Die NZZ kann auch mal ziemlich böse werden

Dann kommt ein Zweihänder zum Einsatz: «Die Credit Suisse lässt kaum einen Skandal aus – eine Übersicht der Turbulenzen der letzten Jahre».

Diese Schärfe wird verständlich, wenn man das Ausmass der Flops, Bussen und des ständigen Krebsgangs des Aktienkurses verfolgt:

«Die Schweizer Grossbank durchlebt die turbulentesten Jahre seit der Finanzkrise. Sie stolpert seit Jahren von einem Skandal in den nächsten. Strategische Fehler und Missmanagement werden offenkundig.»

Den letzten Aufschlag hat natürlich der Kommentar, vom Wirtschaftschef Chanchal Biswas höchstpersönlich.

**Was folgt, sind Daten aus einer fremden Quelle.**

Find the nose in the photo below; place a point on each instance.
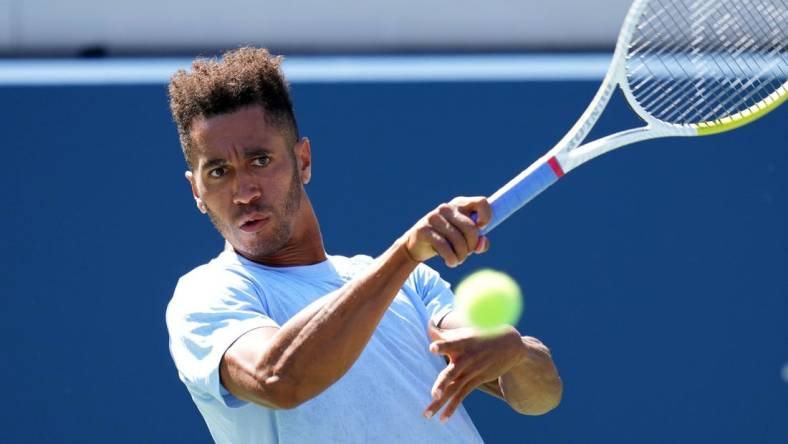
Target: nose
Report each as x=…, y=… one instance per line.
x=246, y=189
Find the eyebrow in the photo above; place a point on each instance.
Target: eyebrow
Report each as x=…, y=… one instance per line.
x=249, y=153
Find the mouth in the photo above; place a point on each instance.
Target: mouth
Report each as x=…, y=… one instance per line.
x=254, y=223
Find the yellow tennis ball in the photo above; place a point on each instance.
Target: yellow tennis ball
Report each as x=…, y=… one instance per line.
x=489, y=298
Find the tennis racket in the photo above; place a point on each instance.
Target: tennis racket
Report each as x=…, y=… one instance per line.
x=687, y=68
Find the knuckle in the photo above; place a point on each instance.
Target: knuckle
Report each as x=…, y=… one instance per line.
x=435, y=218
x=446, y=210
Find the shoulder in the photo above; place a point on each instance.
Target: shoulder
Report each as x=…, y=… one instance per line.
x=217, y=283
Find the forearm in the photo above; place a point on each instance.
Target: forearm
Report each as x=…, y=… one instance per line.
x=532, y=387
x=317, y=346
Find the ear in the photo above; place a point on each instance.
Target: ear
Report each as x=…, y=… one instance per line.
x=196, y=192
x=303, y=153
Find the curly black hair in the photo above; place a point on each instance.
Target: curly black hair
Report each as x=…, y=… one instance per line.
x=242, y=77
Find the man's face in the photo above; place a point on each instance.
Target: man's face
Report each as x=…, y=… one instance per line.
x=248, y=179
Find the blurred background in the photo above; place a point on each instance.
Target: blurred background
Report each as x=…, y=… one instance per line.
x=658, y=274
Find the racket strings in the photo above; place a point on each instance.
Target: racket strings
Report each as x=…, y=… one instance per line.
x=693, y=61
x=675, y=88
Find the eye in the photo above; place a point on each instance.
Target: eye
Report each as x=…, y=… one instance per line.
x=261, y=161
x=217, y=172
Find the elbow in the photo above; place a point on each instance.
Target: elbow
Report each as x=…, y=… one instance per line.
x=280, y=393
x=545, y=401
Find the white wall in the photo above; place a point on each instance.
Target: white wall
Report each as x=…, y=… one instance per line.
x=311, y=25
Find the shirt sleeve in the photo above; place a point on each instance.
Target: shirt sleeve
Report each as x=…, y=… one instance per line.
x=435, y=293
x=210, y=310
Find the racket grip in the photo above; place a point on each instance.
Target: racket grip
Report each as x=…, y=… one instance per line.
x=520, y=190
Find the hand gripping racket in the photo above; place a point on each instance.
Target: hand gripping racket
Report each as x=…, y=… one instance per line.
x=687, y=68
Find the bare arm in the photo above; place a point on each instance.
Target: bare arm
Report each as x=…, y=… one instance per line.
x=284, y=367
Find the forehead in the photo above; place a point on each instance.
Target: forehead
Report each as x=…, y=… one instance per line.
x=244, y=128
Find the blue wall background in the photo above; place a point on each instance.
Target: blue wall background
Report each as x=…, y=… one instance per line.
x=658, y=274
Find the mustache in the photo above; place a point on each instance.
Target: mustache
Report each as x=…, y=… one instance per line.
x=248, y=209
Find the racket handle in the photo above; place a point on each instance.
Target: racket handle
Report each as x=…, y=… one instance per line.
x=520, y=190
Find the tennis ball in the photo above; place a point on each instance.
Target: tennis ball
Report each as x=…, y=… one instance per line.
x=489, y=298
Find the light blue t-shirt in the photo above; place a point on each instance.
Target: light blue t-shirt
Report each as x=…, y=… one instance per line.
x=379, y=400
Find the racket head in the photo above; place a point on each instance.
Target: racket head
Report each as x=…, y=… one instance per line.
x=700, y=67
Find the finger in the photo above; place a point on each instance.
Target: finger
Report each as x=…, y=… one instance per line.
x=464, y=225
x=479, y=205
x=453, y=235
x=482, y=245
x=434, y=332
x=455, y=402
x=443, y=248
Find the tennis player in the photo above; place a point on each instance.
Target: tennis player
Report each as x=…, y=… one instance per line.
x=278, y=341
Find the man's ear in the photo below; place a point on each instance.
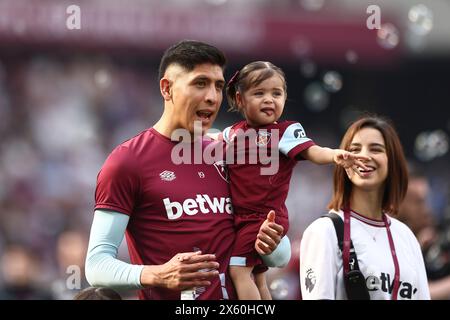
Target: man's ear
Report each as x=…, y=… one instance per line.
x=165, y=88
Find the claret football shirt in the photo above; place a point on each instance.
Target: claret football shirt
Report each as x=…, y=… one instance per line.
x=173, y=208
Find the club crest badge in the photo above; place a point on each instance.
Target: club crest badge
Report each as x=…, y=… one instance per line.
x=263, y=138
x=222, y=169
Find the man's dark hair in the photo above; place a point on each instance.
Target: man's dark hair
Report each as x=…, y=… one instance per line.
x=189, y=54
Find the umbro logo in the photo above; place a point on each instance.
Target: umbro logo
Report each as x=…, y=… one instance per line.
x=167, y=175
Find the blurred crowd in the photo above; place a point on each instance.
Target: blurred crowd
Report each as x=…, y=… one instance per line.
x=59, y=119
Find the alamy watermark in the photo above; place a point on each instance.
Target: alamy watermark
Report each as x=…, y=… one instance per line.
x=73, y=21
x=374, y=20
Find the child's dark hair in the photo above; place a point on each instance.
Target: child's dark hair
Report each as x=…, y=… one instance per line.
x=101, y=293
x=247, y=77
x=189, y=54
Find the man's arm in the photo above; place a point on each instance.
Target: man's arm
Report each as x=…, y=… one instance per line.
x=104, y=269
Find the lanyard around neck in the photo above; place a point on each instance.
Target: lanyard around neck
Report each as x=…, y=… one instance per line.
x=346, y=249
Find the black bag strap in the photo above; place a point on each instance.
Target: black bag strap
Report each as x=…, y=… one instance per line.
x=354, y=281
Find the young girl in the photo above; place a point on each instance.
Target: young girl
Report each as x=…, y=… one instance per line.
x=258, y=92
x=388, y=254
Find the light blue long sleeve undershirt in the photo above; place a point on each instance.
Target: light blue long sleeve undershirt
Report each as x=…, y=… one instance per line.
x=103, y=269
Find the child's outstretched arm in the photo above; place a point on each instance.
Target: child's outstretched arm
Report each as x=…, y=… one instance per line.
x=323, y=155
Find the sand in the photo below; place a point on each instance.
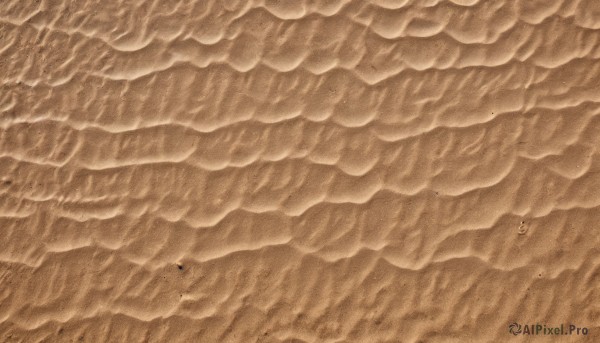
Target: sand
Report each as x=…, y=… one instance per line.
x=299, y=171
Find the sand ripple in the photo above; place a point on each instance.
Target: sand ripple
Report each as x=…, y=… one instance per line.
x=298, y=171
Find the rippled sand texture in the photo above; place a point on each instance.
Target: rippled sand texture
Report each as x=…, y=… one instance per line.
x=298, y=171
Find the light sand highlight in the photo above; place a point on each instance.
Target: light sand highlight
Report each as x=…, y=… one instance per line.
x=298, y=171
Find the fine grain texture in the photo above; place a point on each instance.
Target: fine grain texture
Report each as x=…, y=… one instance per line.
x=298, y=170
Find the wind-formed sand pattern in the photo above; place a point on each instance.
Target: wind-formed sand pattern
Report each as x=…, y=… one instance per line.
x=298, y=171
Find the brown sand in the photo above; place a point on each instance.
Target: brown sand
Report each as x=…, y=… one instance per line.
x=298, y=170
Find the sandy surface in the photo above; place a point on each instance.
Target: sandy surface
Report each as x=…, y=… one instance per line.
x=298, y=171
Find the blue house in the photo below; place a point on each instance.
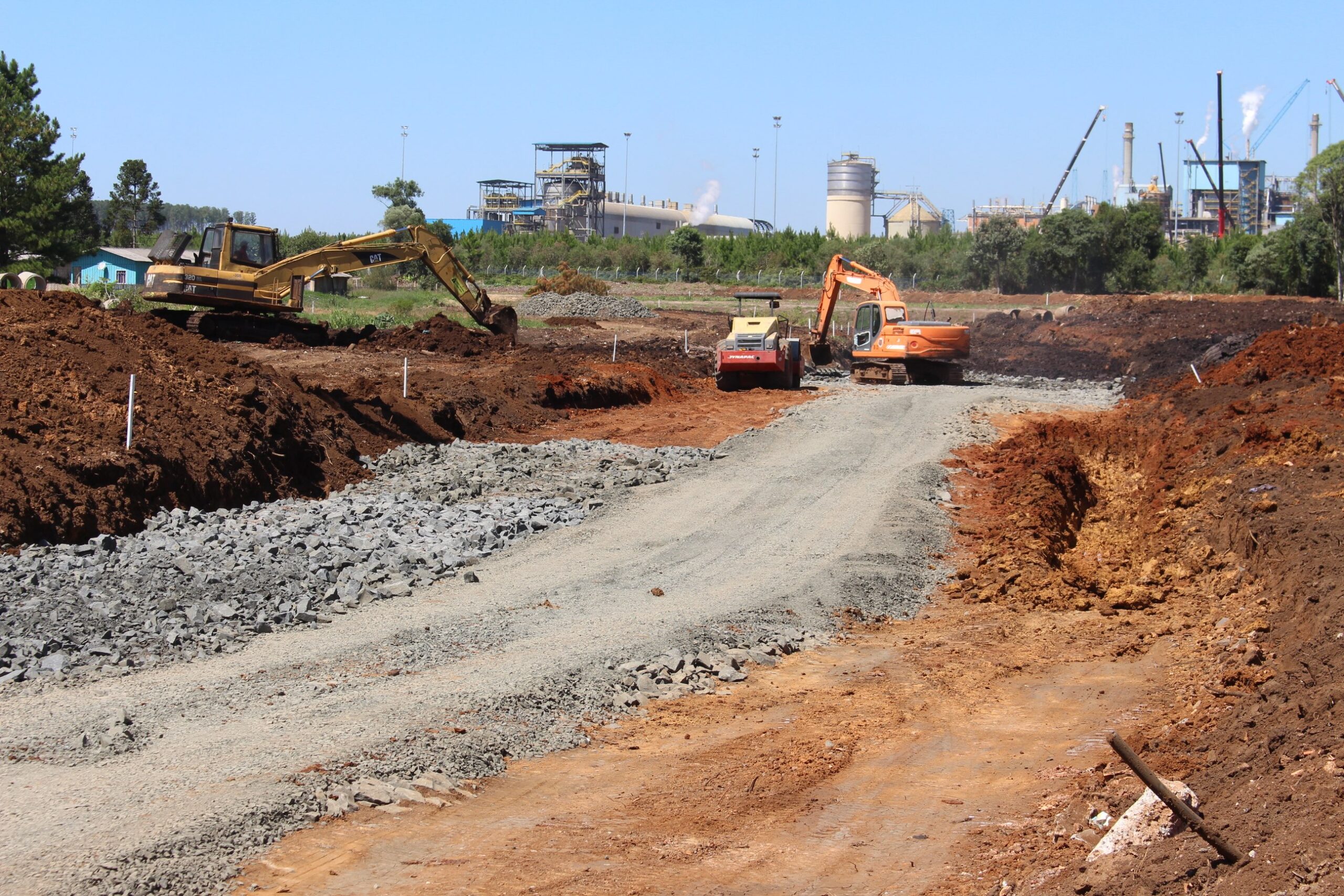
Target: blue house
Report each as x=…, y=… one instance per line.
x=125, y=267
x=121, y=267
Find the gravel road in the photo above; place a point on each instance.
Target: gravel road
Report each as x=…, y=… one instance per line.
x=832, y=505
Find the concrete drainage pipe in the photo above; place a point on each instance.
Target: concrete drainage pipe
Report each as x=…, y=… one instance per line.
x=33, y=281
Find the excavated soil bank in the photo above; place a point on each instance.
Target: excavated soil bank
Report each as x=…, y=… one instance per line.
x=1203, y=523
x=1128, y=336
x=210, y=429
x=221, y=425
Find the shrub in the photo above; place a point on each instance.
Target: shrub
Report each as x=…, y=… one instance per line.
x=569, y=281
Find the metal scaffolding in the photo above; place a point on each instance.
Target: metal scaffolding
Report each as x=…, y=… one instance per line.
x=570, y=184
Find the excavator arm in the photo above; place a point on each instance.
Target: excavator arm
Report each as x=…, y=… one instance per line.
x=375, y=250
x=843, y=272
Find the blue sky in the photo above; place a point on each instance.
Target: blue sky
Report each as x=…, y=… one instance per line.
x=293, y=109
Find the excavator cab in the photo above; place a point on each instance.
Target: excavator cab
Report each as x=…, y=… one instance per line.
x=237, y=248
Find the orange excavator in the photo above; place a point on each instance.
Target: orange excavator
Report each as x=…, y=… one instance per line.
x=887, y=345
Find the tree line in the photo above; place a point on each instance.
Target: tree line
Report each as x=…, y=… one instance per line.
x=49, y=217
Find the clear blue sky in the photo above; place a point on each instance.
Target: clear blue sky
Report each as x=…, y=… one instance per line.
x=293, y=109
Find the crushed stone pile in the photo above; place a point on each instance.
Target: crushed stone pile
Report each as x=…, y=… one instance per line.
x=678, y=675
x=582, y=305
x=206, y=582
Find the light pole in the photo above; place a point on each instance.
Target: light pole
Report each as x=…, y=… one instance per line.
x=756, y=167
x=774, y=214
x=1177, y=198
x=625, y=205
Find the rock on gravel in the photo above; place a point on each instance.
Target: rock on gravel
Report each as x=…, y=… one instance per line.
x=197, y=583
x=582, y=305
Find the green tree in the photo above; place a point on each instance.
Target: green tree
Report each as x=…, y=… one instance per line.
x=400, y=196
x=135, y=205
x=1321, y=183
x=996, y=248
x=46, y=202
x=687, y=244
x=1066, y=253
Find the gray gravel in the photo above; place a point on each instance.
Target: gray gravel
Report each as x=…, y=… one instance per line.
x=195, y=583
x=582, y=305
x=754, y=554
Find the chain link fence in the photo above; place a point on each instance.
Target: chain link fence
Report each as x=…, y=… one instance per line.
x=764, y=279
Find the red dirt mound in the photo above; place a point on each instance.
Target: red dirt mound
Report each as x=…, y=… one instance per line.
x=210, y=429
x=1140, y=338
x=437, y=335
x=1202, y=522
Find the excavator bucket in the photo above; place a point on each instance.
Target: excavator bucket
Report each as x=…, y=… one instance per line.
x=503, y=320
x=817, y=355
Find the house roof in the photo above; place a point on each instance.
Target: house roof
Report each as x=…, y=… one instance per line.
x=131, y=254
x=142, y=254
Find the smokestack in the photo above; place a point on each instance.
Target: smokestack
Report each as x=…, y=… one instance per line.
x=1222, y=207
x=1127, y=176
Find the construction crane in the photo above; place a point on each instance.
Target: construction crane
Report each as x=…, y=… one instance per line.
x=1276, y=120
x=1070, y=170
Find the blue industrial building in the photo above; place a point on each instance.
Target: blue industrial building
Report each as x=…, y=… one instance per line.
x=469, y=225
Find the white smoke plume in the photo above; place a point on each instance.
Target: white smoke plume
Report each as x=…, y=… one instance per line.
x=705, y=203
x=1209, y=120
x=1252, y=101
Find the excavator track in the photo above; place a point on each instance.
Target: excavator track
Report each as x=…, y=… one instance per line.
x=910, y=371
x=236, y=327
x=879, y=374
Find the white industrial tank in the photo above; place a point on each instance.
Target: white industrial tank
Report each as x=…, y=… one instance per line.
x=850, y=186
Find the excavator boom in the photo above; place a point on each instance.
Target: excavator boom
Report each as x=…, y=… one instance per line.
x=843, y=272
x=227, y=281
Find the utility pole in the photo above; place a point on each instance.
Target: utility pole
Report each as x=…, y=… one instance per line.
x=627, y=188
x=1222, y=212
x=756, y=167
x=774, y=214
x=1177, y=195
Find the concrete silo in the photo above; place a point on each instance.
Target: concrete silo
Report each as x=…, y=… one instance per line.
x=850, y=186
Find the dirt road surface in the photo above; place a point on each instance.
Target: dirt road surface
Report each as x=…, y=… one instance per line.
x=830, y=507
x=859, y=767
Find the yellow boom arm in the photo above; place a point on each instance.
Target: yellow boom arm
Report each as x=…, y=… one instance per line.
x=380, y=249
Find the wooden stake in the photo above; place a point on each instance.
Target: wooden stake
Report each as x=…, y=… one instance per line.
x=1174, y=803
x=131, y=409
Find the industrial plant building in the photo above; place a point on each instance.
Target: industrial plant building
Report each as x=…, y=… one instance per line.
x=1256, y=202
x=853, y=199
x=569, y=194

Leider merkt man hier, dass der Trainer, bzw. ein Korrektiv fehlt. Denn dieser leicht eiernde Kommentar ist das Schwächste am ganzen Spiel. Biswas meint, es sei doch ein nettes Leitmotiv, so anzufangen:

«Wenige Stunden nach Novak Djokovic hat es auch António Horta-Osório erwischt

Und es durchzuziehen: «Horta-Osorio wurde zum Verhängnis, dass er – wie Djokovic auch – den Eindruck machte, er stehe über dem Recht

Das stimmt nun im Falle von Djokovic eindeutig nicht, das wäre dann klar Ball im Netz. Auch die Schlussfdolgerungen schaffen es nicht über die obere Netzkante:

«In einer Credit Suisse, die zwar stabile, aber eher tiefere Renditen erwirtschaftet, winken auch geringere Löhne und Boni.» Daher vermutet der Wirtschaftschef die Heckenschützen in der Abteilung Investmentbanking:

«Es dürften diese Kreise gewesen sein, welche die Regelverstösse von Horta-Osório ans Licht der Öffentlichkeit brachten und auch gezielt einen Keil zwischen den Präsidenten und Konzernchef Thomas Gottstein zu treiben versuchten

Mag sein, kann sein, muss nicht sein. Schliesslich entlässt er den neuen VRP (und den Leser) mit zwei offenen Fragen, die eigentlich keinen Kommentar darstellen, sondern Ausdruck von Hilflosigkeit sind:

«Wie stellt er sicher, dass alle in der Bank am gleichen Strick ziehen? Und vor allem: Sind alle Kolleginnen und Kollegen im Verwaltungsrat und in der Geschäftsleitung die richtigen Leute dafür?»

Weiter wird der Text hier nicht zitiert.